Splitting Screams, not Splitting Screens: The Death of Console Multiplayer Gaming?

“Pistols on Licence to Kill! No Oddjob! Isn’t there an option to disable the body armour?”

 
Hear that? That’s the sound of gamers talking. And not through a headset which sounds like they’re holding an angry bee in their mouth as they do so. About which game? Goldeneye 007. Granted, Rare’s masterpiece/fluke is now a jerky and unplayable mess, but at its time of release, it laid down both the technical and social foundations of split-screen multiplayer gaming.

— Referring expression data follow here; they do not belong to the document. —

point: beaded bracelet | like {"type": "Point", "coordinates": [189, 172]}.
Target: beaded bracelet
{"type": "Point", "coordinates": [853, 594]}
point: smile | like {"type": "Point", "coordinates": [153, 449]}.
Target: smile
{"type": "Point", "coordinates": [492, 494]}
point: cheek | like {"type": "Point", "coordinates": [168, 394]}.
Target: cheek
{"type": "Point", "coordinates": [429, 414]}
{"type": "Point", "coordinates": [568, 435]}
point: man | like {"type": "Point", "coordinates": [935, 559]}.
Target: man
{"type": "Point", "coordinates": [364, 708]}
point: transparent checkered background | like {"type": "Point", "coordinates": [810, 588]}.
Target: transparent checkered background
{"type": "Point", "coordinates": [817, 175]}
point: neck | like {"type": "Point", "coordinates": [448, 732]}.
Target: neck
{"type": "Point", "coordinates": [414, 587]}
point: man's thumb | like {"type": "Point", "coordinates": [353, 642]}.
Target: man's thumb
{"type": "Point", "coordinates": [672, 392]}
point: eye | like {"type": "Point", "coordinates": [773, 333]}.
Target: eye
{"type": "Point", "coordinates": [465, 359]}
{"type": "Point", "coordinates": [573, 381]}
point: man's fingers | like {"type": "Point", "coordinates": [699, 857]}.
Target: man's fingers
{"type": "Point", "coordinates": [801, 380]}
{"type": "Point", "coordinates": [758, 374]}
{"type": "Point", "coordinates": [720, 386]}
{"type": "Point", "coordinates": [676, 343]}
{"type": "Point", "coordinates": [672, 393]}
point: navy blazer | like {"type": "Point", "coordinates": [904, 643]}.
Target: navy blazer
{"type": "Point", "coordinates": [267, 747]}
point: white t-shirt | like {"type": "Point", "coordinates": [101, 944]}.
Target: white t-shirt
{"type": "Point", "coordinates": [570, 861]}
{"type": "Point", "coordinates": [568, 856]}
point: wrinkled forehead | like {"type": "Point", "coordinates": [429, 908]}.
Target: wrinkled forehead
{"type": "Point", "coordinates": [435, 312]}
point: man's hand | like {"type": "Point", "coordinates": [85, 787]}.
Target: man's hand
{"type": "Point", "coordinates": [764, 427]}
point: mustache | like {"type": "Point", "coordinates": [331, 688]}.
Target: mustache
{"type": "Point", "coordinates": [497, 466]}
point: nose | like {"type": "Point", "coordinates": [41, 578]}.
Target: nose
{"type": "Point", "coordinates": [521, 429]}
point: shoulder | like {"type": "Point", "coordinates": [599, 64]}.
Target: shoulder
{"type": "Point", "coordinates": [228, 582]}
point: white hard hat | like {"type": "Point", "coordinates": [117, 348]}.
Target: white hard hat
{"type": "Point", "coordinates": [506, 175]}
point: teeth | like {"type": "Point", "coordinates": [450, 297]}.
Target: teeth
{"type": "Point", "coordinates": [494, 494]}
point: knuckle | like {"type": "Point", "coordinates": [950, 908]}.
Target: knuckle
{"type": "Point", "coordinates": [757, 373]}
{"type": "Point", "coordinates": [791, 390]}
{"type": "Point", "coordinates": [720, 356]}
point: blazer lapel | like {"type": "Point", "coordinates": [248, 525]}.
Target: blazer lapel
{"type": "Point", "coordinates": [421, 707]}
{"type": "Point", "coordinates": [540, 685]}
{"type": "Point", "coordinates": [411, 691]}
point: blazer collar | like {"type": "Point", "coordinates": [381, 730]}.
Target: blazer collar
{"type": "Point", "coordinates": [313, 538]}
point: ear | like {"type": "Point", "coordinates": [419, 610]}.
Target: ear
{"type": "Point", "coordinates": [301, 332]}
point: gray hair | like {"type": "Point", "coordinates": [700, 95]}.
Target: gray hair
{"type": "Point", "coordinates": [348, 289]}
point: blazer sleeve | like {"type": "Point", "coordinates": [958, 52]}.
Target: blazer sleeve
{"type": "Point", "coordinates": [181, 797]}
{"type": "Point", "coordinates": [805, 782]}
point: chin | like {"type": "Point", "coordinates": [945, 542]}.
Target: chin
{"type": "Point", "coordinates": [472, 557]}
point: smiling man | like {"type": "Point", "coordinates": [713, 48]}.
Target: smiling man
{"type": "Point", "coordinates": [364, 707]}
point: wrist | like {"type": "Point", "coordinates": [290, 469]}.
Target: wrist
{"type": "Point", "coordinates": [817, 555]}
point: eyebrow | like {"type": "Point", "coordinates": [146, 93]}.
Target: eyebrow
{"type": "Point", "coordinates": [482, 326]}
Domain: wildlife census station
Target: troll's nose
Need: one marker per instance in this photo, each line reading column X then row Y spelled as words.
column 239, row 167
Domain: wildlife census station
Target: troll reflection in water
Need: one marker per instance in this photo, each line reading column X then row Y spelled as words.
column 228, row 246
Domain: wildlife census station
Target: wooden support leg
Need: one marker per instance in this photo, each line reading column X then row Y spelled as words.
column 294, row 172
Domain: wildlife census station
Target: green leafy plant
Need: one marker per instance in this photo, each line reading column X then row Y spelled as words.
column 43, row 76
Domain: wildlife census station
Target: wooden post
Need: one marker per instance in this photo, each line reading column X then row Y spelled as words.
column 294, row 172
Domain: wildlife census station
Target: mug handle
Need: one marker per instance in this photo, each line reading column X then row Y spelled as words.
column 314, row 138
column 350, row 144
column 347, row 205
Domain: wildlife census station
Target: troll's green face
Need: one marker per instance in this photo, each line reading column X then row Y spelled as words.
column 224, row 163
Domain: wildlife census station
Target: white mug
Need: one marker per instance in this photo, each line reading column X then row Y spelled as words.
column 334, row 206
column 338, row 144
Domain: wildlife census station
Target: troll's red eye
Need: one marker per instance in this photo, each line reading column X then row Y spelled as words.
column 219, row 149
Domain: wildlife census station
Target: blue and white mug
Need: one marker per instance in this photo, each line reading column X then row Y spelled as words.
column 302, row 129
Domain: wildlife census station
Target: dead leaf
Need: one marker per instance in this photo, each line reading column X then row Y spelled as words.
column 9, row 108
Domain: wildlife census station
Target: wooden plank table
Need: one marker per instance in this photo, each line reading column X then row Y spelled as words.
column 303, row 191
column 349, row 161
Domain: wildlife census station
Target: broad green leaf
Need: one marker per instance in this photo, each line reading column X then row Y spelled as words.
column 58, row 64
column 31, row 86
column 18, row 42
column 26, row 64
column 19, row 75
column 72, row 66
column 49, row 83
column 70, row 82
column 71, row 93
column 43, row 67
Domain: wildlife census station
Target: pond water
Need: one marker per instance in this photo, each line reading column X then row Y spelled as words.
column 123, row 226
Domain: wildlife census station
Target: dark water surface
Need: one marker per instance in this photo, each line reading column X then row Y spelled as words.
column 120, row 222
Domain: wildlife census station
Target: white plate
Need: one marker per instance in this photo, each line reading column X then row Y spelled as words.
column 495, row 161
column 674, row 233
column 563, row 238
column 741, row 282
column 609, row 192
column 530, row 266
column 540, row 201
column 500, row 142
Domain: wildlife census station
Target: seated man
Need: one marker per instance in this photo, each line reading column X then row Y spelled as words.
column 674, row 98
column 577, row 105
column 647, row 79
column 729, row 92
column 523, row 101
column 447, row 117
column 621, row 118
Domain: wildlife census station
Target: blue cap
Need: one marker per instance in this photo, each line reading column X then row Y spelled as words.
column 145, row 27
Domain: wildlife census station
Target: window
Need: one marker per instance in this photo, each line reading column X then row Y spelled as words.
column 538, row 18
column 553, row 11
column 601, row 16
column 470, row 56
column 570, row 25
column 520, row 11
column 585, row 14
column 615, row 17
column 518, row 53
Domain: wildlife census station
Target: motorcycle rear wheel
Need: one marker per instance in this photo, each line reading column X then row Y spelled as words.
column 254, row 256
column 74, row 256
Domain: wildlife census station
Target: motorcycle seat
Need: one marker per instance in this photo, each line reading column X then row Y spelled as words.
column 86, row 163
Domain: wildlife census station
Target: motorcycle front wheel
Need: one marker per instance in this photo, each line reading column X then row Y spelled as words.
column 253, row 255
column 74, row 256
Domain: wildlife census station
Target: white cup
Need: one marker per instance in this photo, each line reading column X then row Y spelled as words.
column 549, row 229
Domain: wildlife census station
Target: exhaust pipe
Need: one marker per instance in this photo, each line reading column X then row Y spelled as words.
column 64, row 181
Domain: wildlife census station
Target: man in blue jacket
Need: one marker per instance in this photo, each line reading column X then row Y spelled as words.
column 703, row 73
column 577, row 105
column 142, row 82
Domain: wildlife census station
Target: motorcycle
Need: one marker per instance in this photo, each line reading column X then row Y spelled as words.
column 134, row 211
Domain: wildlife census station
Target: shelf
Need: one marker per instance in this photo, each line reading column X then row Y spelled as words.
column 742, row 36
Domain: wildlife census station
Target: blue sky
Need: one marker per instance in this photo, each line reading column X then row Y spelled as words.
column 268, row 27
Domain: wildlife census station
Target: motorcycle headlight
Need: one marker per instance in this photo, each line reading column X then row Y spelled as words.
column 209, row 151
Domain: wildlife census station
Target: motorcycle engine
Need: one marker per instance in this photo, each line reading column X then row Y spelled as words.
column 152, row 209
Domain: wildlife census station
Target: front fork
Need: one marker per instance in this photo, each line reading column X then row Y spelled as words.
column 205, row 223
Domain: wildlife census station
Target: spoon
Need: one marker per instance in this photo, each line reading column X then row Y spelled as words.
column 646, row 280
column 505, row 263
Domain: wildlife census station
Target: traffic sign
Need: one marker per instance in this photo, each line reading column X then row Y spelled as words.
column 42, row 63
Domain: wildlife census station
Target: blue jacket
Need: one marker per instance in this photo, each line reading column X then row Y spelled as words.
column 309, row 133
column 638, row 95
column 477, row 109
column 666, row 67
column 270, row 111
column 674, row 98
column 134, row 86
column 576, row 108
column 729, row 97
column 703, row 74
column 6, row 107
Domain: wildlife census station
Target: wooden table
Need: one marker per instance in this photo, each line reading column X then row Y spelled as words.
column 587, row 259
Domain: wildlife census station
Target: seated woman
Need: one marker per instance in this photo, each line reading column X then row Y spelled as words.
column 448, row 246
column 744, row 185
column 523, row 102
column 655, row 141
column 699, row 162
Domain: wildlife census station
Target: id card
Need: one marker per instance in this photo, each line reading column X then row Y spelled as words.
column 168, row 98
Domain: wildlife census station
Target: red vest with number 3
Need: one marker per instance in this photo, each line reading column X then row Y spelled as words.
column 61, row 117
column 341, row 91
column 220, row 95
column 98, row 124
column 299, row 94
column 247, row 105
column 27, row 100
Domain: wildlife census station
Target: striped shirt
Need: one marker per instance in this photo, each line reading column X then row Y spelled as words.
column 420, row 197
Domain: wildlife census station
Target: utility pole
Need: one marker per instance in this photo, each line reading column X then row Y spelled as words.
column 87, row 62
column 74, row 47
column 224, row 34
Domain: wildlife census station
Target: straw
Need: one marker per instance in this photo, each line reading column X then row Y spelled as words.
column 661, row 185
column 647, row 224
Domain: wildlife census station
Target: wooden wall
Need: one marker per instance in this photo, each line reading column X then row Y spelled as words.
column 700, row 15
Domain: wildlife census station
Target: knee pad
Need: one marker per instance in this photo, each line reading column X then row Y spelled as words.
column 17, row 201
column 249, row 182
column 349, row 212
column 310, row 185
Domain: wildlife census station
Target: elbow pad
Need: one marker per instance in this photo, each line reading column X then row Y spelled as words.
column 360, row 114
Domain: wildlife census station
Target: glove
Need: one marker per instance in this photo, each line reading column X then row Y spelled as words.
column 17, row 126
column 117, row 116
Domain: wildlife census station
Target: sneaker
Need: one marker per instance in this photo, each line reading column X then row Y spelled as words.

So why have these foundations been abandoned, and why has nobody returned to build a party house upon them?

 
Partly, it’s obvious. Consoles this generation have been adopting PC-like architecture. Online functionality, hard drives, and USB peripheral support defines what type of games can (and for the sake of competition with their PC relatives), shall be developed for them. Unlike Goldeneye 007, a representative of when console multiplayer was in its infant and experimental stage, this new type of multiplayer game is bold and self-assured of its now-familiar technological surroundings. Goldeneye 007 was tentative and sometimes damn lucky in its presentation of genius multiplayer moments: arenas accepted as masterpieces of minimalism actually arose because Rare were unsure of what the N64 could and couldn’t handle technically at such an early stage in its life; a peerless analogue stick aiming system was added merely to disguise the game’s last minute change from an on-rails shooter to a fully controllable one. Despite its hit-and-miss approach to multiplayer however, everything seemed fresh and exciting. But now, with multiplayer being an entirely conventional, generic and occasionally freestanding aspect of console gaming, this freshness has evaporated. The split-screen influence defined by Goldeneye 007 is being drowned out, on the one hand, by its increasingly generic online successors, and on the other, by family-orientated casual gaming.

 
But what about the second aspect of split-screen: the social aspect? Has that too been left by the wayside? The way in which games are structured helps to define how their players react to them. While the most po-faced of shooters, by their very nature, cannot fail to raise a snigger, Goldeneye 007 was often purposefully self-depreciating. It comedically tarnished Bond’s trademark soave sophistication with its optional giant bobble heads, super speed and rainbow-coloured paintball splatterings. The game’s ambition and resulting high quality may have been restrained by its technical limitations, but its deliberate comedy transcends the incidental laughing at graphical drawbacks such as stilted character movement, non-animated hand-slappery and face-mapped gurning guards. This has allowed Goldeneye 007 to stand the test of time, and grow old gracefully (or perhaps disgracefully, given its wacky antics!) Compared to the ultra-serious antiterrorism of the Tom Clancy series, this Bond can still hold onto its individuality.

 
All this adds up to one thing, essential for any multiplayer game. It’s fun. Online clans may have their own humour, forged by countless incidents and in-jokes, but they’re mostly self-created laughs. Goldeneye 007 invited you to have a laugh at itself, and in playing it, each other. In today’s very serious business of big budgets, guaranteed returns and ultra-realism, that’s something that’s sorely missed. One last time:

 
“Oh, doesn’t civilian number 2 look exactly like Victor Meldrew?”
 
All this, and not a single scream of a foul bee-mouthed teen bugger.

A jerky and unplayable mess?

A jerky and unplayable mess? Surprised You take that back!
Pistols, Licence To Kill, Basement, no Oddjob or women. Let's go. Smile
No split screen also means you don't get to look and see where your mates are so you can chase them down. The element of surprise is overrated.

Goldeneye 007 -  few mates,

Goldeneye 007 -  few mates, few beers and a lot of laughs, finishing three hour sessions with sore sides from laughing too much, hoiking proximity mines to the ceiling or on the bottom of sliding doors. We've often said that despite technical advancements, Goldeneye will always be the best and most entertaining first person shooter we'll ever probably play. It was impossible to get angry playing it. And yup, no lobbies filled with nine year old American youths singing in the game lobby.